Semua operator taksi, lanjut Teguh, menghadapi kendala yang sama. Setiap harinya, rata-rata operator mengeluarkan overhead cost atau biaya awal selama para pengemudi 'berkelana' mencari penumpang.
Namun biaya itu tak tertutupi lantaran jumlah penumpang atau 'tingkat isian' hanya mencapai 50 persen dari target pendapatan harian. "Turunnya harga bensin tak bisa menutupi biaya-biaya itu." kata dia.
Rendahnya 'tingkat isian' itu, menurut Teguh, karena masyarakat cenderung menggunakan kendaraan pribadi dan angkutan massal kelas ekonomi.
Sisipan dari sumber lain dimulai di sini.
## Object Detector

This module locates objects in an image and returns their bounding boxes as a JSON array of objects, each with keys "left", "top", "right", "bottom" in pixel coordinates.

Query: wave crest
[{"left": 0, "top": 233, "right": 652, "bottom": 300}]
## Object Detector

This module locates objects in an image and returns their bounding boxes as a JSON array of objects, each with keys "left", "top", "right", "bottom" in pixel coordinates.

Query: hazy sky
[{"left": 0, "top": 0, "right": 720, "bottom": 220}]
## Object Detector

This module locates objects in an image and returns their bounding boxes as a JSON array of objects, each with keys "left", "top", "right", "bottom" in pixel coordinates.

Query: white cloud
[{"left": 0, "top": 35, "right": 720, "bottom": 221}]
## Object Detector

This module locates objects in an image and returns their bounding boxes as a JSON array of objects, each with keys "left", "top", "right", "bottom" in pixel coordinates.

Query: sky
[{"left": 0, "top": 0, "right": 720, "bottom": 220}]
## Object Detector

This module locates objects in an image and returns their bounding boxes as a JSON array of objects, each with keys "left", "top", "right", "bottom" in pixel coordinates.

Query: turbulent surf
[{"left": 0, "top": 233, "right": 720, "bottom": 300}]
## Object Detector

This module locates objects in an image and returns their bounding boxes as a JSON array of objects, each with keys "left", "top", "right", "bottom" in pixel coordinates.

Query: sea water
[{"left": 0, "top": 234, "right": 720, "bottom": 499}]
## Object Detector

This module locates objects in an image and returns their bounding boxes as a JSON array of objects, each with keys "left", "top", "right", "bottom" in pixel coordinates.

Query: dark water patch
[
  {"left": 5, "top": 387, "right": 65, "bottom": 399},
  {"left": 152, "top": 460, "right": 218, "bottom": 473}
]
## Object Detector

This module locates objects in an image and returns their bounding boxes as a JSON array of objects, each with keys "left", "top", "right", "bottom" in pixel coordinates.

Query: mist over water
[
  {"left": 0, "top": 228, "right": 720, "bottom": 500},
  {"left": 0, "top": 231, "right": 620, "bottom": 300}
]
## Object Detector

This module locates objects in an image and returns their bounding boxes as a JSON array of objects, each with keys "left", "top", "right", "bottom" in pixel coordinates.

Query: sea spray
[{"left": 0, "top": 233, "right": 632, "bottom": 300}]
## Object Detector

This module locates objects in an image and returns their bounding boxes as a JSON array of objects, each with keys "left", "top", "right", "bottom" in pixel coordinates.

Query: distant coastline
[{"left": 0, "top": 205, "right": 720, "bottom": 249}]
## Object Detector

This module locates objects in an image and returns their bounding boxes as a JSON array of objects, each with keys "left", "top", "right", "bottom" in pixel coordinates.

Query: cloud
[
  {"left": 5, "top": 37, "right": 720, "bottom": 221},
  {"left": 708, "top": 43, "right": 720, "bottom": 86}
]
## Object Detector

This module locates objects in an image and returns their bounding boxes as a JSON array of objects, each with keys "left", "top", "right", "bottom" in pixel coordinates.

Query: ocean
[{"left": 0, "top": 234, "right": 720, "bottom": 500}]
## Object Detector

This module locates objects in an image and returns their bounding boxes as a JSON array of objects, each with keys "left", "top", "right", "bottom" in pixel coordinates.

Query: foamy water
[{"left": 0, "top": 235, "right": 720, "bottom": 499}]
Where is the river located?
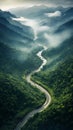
[14,46,51,130]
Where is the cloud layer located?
[45,11,61,17]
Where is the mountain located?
[0,11,34,46]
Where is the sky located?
[0,0,73,10]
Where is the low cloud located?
[45,11,61,17]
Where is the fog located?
[44,31,71,48]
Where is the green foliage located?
[23,58,73,130]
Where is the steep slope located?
[0,11,34,46]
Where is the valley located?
[0,5,73,130]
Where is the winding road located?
[14,46,51,130]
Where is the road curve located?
[14,46,51,130]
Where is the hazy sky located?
[0,0,73,10]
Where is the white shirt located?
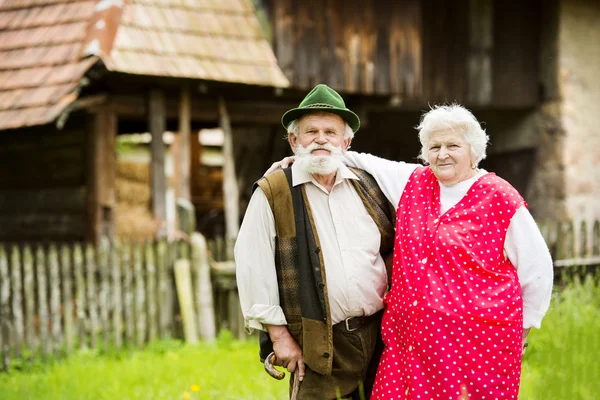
[234,161,387,331]
[346,151,554,329]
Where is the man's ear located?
[344,138,352,153]
[288,132,298,153]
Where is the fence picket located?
[98,238,112,350]
[592,220,600,256]
[144,241,158,342]
[109,241,123,349]
[133,242,146,347]
[48,244,63,356]
[35,244,50,358]
[121,242,135,346]
[0,243,12,371]
[85,243,98,349]
[73,243,88,349]
[23,244,36,350]
[60,244,75,354]
[156,239,170,337]
[10,245,25,358]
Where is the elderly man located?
[235,85,394,399]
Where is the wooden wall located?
[0,117,87,240]
[269,0,542,108]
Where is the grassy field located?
[0,281,600,400]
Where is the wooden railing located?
[0,234,214,370]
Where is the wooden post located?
[10,245,25,357]
[148,89,167,237]
[48,244,63,356]
[144,242,158,342]
[85,243,98,349]
[73,243,87,349]
[467,0,494,104]
[219,97,239,256]
[109,241,123,349]
[35,244,50,358]
[60,244,75,354]
[23,244,36,350]
[175,259,198,344]
[133,242,146,347]
[87,107,118,244]
[177,88,192,200]
[0,243,12,371]
[191,233,216,340]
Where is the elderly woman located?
[332,105,553,400]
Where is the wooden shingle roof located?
[0,0,288,130]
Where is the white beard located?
[296,142,344,175]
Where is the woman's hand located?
[263,156,296,176]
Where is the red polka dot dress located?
[372,167,525,400]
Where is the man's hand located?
[521,328,531,354]
[263,156,296,176]
[265,325,304,381]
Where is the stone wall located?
[558,0,600,220]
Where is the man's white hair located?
[287,114,354,140]
[416,104,489,166]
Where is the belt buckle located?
[344,317,359,332]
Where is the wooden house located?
[240,0,600,227]
[0,0,288,241]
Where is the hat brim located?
[281,107,360,133]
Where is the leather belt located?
[332,310,383,332]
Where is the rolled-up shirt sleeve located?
[234,188,287,333]
[504,206,554,329]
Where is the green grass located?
[0,334,287,400]
[0,279,600,400]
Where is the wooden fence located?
[0,234,214,369]
[0,221,600,369]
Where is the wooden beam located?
[467,0,494,105]
[176,88,192,200]
[219,97,240,247]
[148,89,167,237]
[86,108,117,244]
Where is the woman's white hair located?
[416,104,489,166]
[287,117,354,139]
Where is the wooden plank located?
[467,0,494,105]
[98,237,112,351]
[60,243,76,354]
[219,97,240,239]
[48,243,63,357]
[73,243,88,349]
[85,243,100,349]
[121,242,135,346]
[191,233,216,340]
[23,244,37,351]
[176,87,192,200]
[35,245,51,359]
[0,243,13,372]
[175,259,198,344]
[0,213,85,240]
[492,0,541,107]
[148,89,167,237]
[86,108,117,245]
[0,186,85,214]
[109,241,123,349]
[133,243,147,347]
[10,245,25,358]
[144,242,158,342]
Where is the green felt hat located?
[281,84,360,133]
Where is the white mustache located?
[296,142,342,157]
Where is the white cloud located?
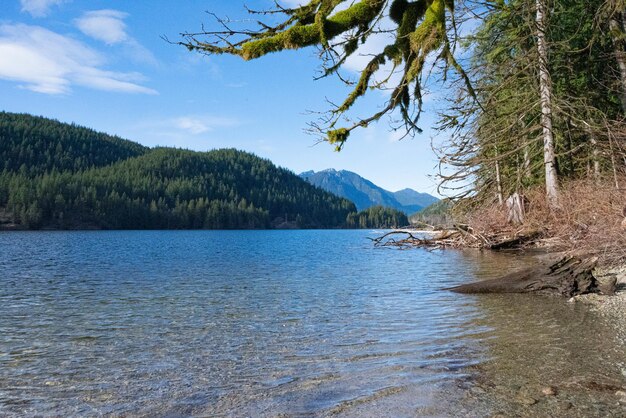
[171,115,240,135]
[75,10,129,45]
[20,0,65,17]
[74,9,157,65]
[0,24,156,94]
[279,0,307,7]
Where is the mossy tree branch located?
[179,0,480,150]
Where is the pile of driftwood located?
[370,225,616,297]
[370,225,542,250]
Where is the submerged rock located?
[447,256,615,298]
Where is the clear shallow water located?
[0,231,626,417]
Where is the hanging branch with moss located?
[179,0,480,150]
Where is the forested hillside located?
[0,113,366,229]
[0,112,148,176]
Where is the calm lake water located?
[0,231,626,417]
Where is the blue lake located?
[0,230,626,417]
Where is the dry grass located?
[458,178,626,265]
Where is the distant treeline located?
[347,206,409,228]
[0,112,406,229]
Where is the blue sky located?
[0,0,444,194]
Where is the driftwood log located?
[446,256,615,297]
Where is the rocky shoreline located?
[569,265,626,324]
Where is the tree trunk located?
[609,16,626,114]
[496,148,504,206]
[535,0,559,209]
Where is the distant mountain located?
[0,112,354,229]
[300,168,439,215]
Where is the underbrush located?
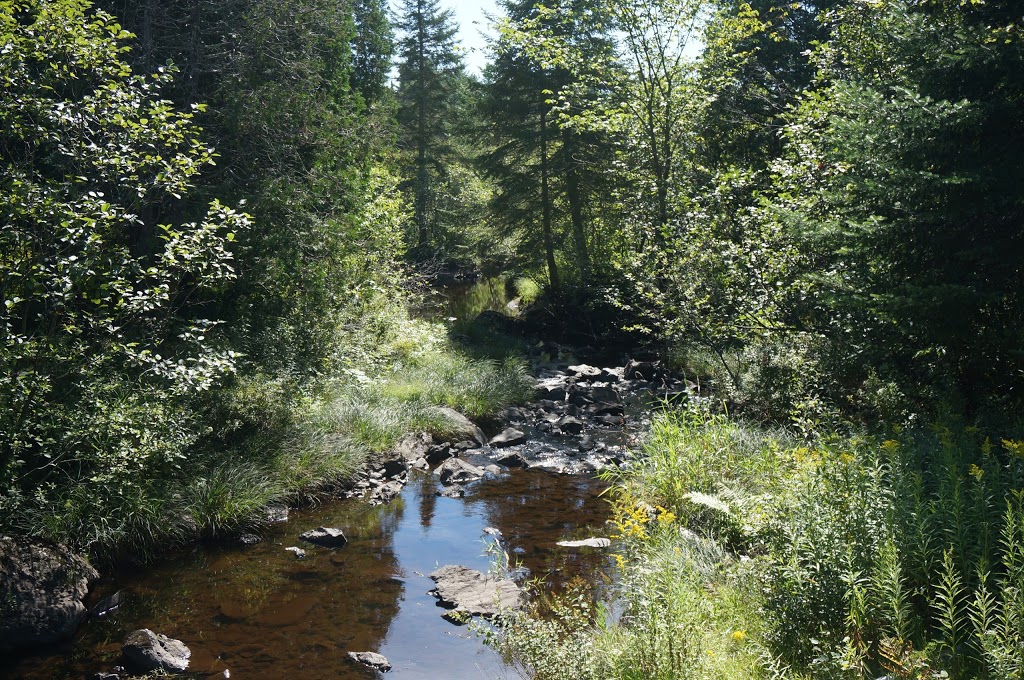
[495,407,1024,679]
[0,320,532,563]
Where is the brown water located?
[8,470,609,680]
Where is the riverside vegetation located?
[0,0,1024,678]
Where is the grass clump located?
[0,321,531,564]
[487,408,1024,680]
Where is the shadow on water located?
[6,470,608,680]
[416,279,510,321]
[0,279,610,680]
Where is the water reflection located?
[6,471,606,680]
[419,279,510,321]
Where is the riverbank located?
[492,406,1024,680]
[5,318,532,567]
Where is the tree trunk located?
[562,130,590,284]
[541,105,560,291]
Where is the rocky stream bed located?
[0,352,692,680]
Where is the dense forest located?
[0,0,1024,678]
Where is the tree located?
[396,0,463,254]
[0,0,249,504]
[352,0,394,104]
[482,0,613,288]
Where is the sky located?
[391,0,500,75]
[448,0,500,74]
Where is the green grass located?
[493,409,1024,680]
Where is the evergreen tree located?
[396,0,463,255]
[352,0,394,104]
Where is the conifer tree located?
[396,0,464,255]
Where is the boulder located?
[555,416,583,434]
[121,628,191,673]
[437,407,487,447]
[263,503,288,523]
[427,441,454,465]
[0,537,99,650]
[434,458,484,485]
[495,454,529,467]
[568,364,601,379]
[394,433,433,463]
[434,484,466,498]
[587,401,624,416]
[370,481,402,505]
[430,564,523,618]
[623,359,665,382]
[348,651,391,673]
[299,526,348,548]
[489,427,526,449]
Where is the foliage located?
[0,1,250,540]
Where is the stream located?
[6,281,671,680]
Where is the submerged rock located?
[264,503,288,523]
[121,628,191,673]
[489,427,526,449]
[434,458,484,484]
[434,484,466,498]
[285,546,306,559]
[0,537,99,650]
[555,539,611,548]
[299,526,348,548]
[348,651,391,673]
[430,564,523,618]
[370,481,403,505]
[437,407,487,447]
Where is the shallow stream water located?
[8,470,607,680]
[6,281,629,680]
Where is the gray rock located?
[437,407,487,447]
[370,481,402,505]
[121,628,191,673]
[435,484,466,498]
[264,503,288,523]
[434,458,484,484]
[594,416,626,426]
[239,533,263,546]
[348,651,391,673]
[427,441,454,465]
[587,401,624,416]
[394,433,433,463]
[0,537,99,650]
[299,526,348,548]
[89,590,125,619]
[601,369,626,383]
[430,564,523,618]
[495,454,529,467]
[556,539,611,548]
[623,359,665,382]
[489,427,526,449]
[569,364,601,379]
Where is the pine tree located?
[396,0,464,255]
Ia menghitung, daya serap armada taksi tak lebih dari lima persen jumlah penduduk Jakarta. "Sudah penumpangnya sedikit, kondisi diperparah lagi dengan persaingan antaroperator." lanjutnya.
Oleh karena itu, sebagai angkutan non ekonomi para operator taksi sepakat untuk tak menurunkan tarif. Langkah itu diputuskan dalam rapat yang berlangsung di kantor Dinas Perhubungan Jakarta, Rabu kemarin. Dalam rapat itu, operator taksi yang diwakili Organisasi Angkutan Darat bertahan pada angka Rp 5.000 (tarif batas bawah) dan Rp 6.000 (tarif batas atas) seperti ketentuan pada Desember 2008.